Answer: 3
Explanation:
You want to use the Rydberg equation which is given by
[tex]E = -R_{H}(\frac{1}{n_{final}^2} - \frac{1}{n_{initial}^2})[/tex]
where [tex]R_H = 2.18 \, \cdot 10^{-18} J[/tex].
We are however given the wavelength instead of energy, and so we need to represent E in terms of its wavelength, and so we use [tex]E = \frac{hc}{\lambda}[/tex]. Remember that λ must be in meters in this formula. So we can divide 1284 nm by [tex]10^9[/tex] to get the wavelength in meters. This gives [tex]\lambda = 1.284 \, \cdot 10^{-6}[/tex] meters.
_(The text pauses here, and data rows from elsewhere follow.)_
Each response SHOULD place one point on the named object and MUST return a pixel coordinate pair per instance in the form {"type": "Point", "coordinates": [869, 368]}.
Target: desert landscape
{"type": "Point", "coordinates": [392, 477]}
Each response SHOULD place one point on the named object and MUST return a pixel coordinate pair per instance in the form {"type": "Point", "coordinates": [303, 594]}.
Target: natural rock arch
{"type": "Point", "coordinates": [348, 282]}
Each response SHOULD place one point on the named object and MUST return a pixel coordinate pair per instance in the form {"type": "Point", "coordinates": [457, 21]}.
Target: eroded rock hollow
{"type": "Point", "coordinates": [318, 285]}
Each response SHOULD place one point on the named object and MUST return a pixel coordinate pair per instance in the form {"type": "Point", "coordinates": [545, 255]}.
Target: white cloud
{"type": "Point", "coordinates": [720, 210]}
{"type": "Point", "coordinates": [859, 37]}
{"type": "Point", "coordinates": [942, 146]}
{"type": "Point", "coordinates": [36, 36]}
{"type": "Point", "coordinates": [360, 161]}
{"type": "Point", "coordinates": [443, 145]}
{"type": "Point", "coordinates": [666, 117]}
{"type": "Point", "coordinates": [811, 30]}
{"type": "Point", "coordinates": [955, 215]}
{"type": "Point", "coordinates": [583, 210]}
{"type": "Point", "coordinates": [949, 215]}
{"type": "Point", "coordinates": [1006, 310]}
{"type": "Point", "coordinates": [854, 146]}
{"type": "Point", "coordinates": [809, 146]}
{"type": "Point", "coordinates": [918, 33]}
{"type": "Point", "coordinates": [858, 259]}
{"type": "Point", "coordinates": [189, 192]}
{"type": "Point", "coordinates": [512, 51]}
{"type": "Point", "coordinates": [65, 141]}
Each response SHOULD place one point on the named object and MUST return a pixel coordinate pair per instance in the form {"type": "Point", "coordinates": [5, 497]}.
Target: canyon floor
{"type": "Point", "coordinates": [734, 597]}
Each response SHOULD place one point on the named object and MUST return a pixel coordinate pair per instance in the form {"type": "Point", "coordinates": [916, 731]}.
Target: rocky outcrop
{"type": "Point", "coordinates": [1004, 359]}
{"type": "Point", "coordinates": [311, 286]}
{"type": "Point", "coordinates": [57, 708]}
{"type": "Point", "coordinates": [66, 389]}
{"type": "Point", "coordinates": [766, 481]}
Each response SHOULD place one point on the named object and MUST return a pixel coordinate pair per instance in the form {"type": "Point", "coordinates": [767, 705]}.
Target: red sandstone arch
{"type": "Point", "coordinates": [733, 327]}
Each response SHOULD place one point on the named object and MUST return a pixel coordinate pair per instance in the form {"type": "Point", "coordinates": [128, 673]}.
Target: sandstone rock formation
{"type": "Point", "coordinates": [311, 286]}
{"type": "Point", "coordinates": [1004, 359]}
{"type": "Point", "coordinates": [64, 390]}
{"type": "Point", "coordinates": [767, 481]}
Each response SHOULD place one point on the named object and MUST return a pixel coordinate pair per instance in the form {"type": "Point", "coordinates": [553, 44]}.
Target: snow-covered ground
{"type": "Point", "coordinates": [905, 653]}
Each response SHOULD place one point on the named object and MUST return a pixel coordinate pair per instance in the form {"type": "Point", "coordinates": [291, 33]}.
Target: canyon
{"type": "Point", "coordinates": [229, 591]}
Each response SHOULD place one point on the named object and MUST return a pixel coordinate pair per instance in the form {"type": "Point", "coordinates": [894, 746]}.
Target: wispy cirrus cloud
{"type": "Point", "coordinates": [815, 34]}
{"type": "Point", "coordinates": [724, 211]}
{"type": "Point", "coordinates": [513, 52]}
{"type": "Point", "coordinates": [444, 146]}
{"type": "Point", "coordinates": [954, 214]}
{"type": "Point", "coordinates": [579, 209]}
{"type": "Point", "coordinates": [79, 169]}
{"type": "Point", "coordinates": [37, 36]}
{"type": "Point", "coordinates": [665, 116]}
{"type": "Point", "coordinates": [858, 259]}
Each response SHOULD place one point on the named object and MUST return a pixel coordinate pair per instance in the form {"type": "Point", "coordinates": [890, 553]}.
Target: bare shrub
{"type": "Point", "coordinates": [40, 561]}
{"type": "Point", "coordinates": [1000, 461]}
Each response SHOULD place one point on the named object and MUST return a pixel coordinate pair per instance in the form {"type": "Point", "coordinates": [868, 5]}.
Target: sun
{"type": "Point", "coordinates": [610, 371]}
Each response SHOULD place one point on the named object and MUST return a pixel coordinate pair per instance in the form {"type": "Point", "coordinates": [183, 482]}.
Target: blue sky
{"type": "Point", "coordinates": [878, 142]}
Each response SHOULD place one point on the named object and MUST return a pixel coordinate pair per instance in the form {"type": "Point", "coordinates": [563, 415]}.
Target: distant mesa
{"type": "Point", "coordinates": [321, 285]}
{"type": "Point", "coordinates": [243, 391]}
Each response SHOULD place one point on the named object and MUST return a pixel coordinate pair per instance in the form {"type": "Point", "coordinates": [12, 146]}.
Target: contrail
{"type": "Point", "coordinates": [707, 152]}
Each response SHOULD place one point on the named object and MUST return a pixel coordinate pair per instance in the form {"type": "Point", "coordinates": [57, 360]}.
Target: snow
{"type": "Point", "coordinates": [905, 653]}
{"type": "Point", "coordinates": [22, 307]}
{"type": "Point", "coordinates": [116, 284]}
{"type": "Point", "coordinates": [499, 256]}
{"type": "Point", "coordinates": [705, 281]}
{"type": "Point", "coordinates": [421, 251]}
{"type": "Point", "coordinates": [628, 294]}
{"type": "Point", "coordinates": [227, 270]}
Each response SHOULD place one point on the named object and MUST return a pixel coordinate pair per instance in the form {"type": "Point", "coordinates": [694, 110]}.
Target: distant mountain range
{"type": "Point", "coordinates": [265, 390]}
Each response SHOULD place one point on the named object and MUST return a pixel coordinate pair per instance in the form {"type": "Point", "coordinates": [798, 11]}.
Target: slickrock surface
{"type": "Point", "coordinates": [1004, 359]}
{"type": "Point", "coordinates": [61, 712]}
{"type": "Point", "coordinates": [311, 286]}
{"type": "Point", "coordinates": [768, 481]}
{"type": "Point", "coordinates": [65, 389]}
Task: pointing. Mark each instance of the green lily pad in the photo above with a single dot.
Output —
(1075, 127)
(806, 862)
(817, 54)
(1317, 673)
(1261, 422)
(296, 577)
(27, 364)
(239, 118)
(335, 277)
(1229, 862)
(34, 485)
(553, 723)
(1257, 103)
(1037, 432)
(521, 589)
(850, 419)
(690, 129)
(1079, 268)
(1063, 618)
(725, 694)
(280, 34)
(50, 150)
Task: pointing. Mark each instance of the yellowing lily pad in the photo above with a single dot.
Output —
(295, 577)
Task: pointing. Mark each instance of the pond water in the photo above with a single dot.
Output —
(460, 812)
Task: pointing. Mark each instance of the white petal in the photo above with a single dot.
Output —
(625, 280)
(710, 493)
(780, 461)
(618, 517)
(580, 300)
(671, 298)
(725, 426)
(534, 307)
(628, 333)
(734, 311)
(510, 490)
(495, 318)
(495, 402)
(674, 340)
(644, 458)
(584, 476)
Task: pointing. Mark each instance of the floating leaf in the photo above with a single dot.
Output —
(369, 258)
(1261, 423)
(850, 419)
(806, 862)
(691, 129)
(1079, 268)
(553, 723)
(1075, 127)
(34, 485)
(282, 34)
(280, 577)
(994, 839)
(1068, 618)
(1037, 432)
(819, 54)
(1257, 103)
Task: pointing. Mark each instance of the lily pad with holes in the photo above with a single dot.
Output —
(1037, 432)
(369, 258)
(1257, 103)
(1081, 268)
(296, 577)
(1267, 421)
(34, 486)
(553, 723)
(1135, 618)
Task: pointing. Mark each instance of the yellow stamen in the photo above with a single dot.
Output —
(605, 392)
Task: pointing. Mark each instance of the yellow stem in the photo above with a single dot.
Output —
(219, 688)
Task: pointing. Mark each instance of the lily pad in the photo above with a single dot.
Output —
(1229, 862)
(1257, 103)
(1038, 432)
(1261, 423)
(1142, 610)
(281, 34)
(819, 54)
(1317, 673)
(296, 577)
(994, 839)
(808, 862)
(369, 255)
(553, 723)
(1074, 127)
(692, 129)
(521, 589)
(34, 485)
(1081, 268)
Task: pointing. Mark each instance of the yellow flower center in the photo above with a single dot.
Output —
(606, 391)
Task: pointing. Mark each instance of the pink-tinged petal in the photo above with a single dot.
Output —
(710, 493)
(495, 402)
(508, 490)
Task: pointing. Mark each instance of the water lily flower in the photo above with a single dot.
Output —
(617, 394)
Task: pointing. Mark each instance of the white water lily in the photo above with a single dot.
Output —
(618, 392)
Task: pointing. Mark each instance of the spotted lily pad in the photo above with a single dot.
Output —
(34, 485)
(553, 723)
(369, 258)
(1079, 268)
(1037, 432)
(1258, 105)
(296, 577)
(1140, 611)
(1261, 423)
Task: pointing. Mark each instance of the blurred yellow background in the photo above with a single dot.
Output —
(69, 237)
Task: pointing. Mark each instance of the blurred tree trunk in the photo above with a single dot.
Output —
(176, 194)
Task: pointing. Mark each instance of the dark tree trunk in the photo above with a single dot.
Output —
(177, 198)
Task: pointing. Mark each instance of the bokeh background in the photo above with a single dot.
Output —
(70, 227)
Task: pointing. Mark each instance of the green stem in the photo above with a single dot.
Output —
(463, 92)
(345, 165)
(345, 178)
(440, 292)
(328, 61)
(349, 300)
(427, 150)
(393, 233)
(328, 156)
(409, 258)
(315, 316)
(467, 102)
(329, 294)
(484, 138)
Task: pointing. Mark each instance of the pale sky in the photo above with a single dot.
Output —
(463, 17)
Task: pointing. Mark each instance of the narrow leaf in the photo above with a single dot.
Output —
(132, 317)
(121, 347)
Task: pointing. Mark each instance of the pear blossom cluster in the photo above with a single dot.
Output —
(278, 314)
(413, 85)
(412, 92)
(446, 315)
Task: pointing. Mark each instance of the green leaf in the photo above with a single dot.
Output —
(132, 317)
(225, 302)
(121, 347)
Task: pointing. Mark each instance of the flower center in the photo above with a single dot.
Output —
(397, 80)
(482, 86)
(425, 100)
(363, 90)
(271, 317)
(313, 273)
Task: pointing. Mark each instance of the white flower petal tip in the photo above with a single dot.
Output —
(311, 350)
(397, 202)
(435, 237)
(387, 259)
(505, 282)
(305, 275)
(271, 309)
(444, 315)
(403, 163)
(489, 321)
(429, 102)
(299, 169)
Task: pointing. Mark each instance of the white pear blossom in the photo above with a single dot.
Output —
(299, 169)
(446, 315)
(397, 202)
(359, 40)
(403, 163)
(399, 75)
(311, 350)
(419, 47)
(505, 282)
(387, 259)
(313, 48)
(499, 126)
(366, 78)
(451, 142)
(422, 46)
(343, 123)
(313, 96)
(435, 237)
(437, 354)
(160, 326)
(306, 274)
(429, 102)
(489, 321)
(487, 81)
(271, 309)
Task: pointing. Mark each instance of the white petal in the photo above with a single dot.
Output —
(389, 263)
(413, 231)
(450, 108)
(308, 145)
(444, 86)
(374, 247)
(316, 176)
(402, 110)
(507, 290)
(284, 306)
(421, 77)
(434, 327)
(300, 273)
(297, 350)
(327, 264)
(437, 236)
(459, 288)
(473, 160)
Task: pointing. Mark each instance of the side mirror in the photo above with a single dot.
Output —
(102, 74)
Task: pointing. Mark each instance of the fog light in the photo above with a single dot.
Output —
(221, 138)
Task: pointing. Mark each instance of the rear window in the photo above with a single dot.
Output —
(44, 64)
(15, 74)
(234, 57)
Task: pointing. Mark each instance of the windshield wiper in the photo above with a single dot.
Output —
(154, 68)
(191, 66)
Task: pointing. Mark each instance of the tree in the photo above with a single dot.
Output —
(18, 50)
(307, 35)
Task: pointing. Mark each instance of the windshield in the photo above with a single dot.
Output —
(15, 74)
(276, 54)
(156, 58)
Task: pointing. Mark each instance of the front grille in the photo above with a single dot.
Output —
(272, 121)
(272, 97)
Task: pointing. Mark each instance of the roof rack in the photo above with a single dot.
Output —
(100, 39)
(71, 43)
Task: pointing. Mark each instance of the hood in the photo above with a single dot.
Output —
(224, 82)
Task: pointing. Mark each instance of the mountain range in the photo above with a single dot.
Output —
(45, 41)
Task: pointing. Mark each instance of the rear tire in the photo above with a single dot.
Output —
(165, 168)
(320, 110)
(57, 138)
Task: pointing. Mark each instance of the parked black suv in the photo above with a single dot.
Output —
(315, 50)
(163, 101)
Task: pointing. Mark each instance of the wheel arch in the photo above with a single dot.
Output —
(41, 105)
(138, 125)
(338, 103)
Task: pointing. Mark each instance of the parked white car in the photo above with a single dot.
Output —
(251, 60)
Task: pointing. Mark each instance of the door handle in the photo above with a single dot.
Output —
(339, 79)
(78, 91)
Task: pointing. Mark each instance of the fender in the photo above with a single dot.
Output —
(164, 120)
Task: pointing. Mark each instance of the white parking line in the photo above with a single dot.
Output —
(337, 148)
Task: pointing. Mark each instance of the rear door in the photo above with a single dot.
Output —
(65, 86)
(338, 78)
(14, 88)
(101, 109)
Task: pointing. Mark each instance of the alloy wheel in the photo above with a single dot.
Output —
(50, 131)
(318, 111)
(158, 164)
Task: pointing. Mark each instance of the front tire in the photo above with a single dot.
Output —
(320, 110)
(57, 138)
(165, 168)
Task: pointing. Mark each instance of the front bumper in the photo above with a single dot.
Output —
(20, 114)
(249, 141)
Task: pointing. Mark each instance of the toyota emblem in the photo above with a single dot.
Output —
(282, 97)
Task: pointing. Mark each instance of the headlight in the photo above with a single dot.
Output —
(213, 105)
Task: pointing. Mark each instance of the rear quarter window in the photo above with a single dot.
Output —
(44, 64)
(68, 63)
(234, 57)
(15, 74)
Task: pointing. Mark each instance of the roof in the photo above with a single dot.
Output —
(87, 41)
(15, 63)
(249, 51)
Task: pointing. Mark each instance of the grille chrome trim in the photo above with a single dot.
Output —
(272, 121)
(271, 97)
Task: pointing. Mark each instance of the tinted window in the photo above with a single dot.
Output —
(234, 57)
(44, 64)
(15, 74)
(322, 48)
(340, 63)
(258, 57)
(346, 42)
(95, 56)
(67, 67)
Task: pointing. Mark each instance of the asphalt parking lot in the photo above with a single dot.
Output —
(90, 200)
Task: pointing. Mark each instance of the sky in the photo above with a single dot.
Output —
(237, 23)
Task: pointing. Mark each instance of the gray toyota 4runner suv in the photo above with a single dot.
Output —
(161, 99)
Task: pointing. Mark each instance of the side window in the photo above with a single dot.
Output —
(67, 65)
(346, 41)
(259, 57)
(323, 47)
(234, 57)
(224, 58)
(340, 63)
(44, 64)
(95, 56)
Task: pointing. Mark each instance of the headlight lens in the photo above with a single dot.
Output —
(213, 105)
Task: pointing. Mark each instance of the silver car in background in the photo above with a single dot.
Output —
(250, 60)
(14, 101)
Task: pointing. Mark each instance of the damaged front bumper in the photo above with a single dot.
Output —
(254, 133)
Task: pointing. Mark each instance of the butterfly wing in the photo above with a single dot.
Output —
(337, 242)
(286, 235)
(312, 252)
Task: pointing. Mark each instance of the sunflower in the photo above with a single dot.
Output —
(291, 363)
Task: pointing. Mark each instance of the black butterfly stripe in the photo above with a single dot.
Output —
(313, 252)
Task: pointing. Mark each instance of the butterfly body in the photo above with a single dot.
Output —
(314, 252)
Putting this all together we have
[tex]\frac{hc}{\lambda} = -R_{H}(\frac{1}{n_{final}^2} - \frac{1}{n_{initial}^2})[/tex]
where
[tex]h = 6.626 \cdot 10^{-34} J\cdot s\\c = 2.998 \cdot 10^{8}\, m/s\\\lambda = 1.284 \cdot 10^{-6}\, m\\R_H = 2.18 \, \cdot 10^{-18} J\\n_{initial} = 5\\n_{final} = \, ?[/tex]
If we plug in everything we should get roughly [tex]n_f = 3.00194[/tex] but remember that orbitals must be a whole number and so you would round to the closest integer which gives [tex]n_f = 3.[/tex]